Recall the Applicative class:

class Functor f => Applicative f where
    pure :: a -> f a
    liftA2 :: (a -> b -> c) -> f a -> f b -> f c
    (<*>) :: f (a -> b) -> f a -> f b

    liftA2 h x y = fmap h x <*> y
    (<*>) = liftA2 id

Though it's not immediately clear how to express this class in terms of (mathematical) category theory, it becomes clear when the following function is defined:

liftZ2 :: Applicative f => (f a, f b) -> f (a, b)
liftZ2 (x, y) = liftA2 (,) x y

Here, (,) should be identifiable as the categorical product. Replacing products by coproducts and reversing all the arrows gives the following class:

class Functor f => Coapplicative f where
    copure :: f a -> a
    coliftZ2 :: f (Either a b) -> Either (f a) (f b)

Some instances:

import Data.Functor.Identity
import qualified Data.List.NonEmpty as NonEmpty
import Data.Either

instance Coapplicative Identity where
    copure (Identity x) = x
    coliftZ2 (Identity (Left x)) = Left (Identity x)
    coliftZ2 (Identity (Right y)) = Right (Identity y)

instance Coapplicative NonEmpty.NonEmpty where
    copure (x NonEmpty.:| _) = x
    coliftZ2 (Left x NonEmpty.:| xs) = Left (x NonEmpty.:| lefts xs)
    coliftZ2 (Right y NonEmpty.:| ys) = Right (y NonEmpty.:| rights ys)

instance Coapplicative ((,) e) where
    copure (_, x) = x
    coliftZ2 (e, Left x) = Left (e, x)
    coliftZ2 (e, Right y) = Right (e, y)

instance Monoid m => Coapplicative ((->) m) where
    copure f = f mempty
    coliftZ2 f = case copure f of
        Left x -> Left (fromLeft x . f)
        Right y -> Right (fromRight y . f)

I have a strong intuition that Coapplicative is a superclass for Comonad, but I don't know how to prove it. Also, is there a Coapplicative instance that is not a Comonad?

Edit

I forgot to mention that liftA2 can be derived from liftZ2:

liftA2 f x y = fmap (uncurry f) (liftZ2 x y)

Also, the instance Coapplicative NonEmpty above is wrong.
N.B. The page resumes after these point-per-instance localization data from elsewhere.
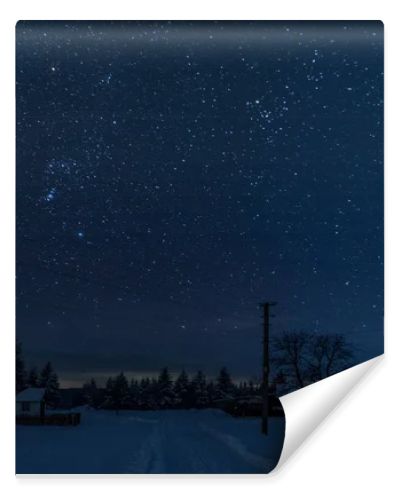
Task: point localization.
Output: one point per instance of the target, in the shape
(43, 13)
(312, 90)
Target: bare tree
(304, 358)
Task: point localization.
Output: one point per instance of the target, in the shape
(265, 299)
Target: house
(30, 403)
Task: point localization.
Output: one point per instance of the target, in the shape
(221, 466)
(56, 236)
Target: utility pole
(265, 378)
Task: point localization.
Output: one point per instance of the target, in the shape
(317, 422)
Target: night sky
(173, 175)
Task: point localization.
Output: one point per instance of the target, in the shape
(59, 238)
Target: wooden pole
(265, 376)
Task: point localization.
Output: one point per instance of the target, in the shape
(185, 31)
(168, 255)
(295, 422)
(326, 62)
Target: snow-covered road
(171, 441)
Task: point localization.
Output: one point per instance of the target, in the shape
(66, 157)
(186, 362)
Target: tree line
(46, 378)
(164, 391)
(297, 359)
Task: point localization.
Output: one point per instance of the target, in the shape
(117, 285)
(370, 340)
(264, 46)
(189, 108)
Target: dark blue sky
(171, 176)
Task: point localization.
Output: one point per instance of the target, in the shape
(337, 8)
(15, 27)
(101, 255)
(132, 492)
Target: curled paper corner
(305, 409)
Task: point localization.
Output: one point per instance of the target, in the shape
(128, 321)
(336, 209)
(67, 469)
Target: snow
(168, 441)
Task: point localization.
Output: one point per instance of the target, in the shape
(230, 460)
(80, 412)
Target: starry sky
(173, 175)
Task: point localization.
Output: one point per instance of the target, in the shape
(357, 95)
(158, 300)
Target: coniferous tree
(134, 394)
(225, 385)
(48, 380)
(33, 377)
(108, 400)
(120, 393)
(164, 389)
(91, 393)
(182, 390)
(199, 390)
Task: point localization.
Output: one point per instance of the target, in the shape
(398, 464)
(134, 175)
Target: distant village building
(30, 403)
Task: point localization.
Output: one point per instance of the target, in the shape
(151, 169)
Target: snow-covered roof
(31, 394)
It must be:

instance Coapplicative NonEmpty.NonEmpty where
    copure (x NonEmpty.:| _) = x
    coliftZ2 (Left x NonEmpty.:| xs) = Left (x NonEmpty.:| fmap (fromLeft x) xs)
    coliftZ2 (Right y NonEmpty.:| ys) = Right (y NonEmpty.:| fmap (fromRight y) ys)

Answer 1

This is not a complete answer, but I can at least make the case that your instance of Coapplicative NonEmpty cannot be derived from Comonad methods alone; that is, if there is some parametric implementation of

coliftZ2 :: (Comonad w) => w (Either a b) -> Either (w a) (w b)

then it does not generate your instance for NonEmpty. This is because the methods of Comonad NonEmpty alone do not afford us any way of changing the length of a list, but your NonEmpty instance of coliftZ2 changes the length. So if NonEmpty is to be a Coapplicative, it must do so in some other way, or else Coapplicative can't be a superclass of Comonad.

---

As you investigate further, I would say it is worth exploring the comonad

data Two a = Two a a
    deriving (Functor)

instance Comonad Two where
    extract (Two x _) = x
    duplicate (Two x y) = Two (Two x y) (Two y x)
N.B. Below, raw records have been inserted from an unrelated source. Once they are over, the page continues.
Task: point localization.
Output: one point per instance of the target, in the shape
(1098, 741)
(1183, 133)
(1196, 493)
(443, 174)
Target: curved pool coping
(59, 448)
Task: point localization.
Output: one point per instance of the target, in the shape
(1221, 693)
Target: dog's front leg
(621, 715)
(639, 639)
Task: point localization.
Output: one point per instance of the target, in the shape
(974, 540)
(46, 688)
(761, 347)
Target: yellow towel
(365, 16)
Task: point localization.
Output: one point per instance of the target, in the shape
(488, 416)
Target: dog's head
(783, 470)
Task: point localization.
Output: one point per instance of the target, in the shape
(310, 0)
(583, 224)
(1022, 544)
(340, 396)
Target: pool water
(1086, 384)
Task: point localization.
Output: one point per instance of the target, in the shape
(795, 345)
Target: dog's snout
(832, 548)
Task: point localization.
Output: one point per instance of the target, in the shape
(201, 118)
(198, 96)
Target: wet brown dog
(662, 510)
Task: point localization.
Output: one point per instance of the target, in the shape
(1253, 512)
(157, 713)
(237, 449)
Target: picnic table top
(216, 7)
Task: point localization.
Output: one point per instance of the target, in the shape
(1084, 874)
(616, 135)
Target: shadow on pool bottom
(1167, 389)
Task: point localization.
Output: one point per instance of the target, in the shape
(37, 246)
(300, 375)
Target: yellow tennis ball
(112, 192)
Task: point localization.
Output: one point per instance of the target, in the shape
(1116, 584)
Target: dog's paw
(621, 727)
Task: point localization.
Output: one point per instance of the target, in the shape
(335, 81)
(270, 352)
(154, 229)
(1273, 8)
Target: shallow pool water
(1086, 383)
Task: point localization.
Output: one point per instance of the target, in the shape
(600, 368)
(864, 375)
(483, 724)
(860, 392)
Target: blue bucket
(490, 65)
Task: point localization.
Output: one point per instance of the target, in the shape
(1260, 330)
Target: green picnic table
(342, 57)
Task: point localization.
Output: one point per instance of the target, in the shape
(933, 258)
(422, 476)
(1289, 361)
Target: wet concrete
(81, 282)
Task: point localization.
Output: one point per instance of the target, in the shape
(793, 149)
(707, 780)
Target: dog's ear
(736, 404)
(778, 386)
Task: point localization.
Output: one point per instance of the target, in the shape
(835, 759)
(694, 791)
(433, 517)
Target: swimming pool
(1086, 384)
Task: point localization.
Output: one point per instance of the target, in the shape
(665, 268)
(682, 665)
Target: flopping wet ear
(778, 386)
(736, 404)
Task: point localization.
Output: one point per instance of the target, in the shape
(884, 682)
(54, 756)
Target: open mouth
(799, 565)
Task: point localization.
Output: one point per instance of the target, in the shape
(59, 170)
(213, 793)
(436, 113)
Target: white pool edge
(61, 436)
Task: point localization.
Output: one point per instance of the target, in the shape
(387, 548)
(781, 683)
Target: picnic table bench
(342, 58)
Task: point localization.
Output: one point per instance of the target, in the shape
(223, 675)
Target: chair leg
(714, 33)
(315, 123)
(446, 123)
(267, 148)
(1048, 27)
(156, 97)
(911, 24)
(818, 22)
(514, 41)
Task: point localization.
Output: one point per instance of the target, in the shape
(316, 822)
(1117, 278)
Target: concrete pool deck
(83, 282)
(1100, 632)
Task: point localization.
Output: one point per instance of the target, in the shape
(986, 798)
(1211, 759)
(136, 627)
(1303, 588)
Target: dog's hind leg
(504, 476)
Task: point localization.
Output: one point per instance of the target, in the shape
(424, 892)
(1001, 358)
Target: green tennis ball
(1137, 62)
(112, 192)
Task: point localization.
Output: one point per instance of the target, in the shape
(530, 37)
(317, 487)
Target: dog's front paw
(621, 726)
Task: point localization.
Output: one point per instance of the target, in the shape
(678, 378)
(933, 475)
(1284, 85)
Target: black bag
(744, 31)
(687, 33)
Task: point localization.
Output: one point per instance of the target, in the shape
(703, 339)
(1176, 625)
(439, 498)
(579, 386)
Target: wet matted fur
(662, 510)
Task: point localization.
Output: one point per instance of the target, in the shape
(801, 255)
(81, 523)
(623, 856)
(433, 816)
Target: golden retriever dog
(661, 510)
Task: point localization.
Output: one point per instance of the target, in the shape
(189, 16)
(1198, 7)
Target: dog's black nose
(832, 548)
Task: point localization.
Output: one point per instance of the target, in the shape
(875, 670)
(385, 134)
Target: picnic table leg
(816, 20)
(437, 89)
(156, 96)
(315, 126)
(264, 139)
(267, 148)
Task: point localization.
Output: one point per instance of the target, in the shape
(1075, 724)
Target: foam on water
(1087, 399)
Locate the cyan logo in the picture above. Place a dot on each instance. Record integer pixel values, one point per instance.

and considering what its coliftZ2 implementation must be. You haven't given any laws for Coapplicative, but if you did, I would put my money on this breaking them because there is no implementation of coliftZ2 which is satisfyingly symmetrical. Both of the following equations are rather forced, but they seem to indicate very different intentions for the operation:

coliftZ2 (Two (Left x) (Left y)) = Left (Two x y)
coliftZ2 (Two (Left x) (Right _)) = Left (Two x x)

In my opinion the question that will shed the most light on this is: What should we expect of the relationship of coliftZ2 to the comonad methods?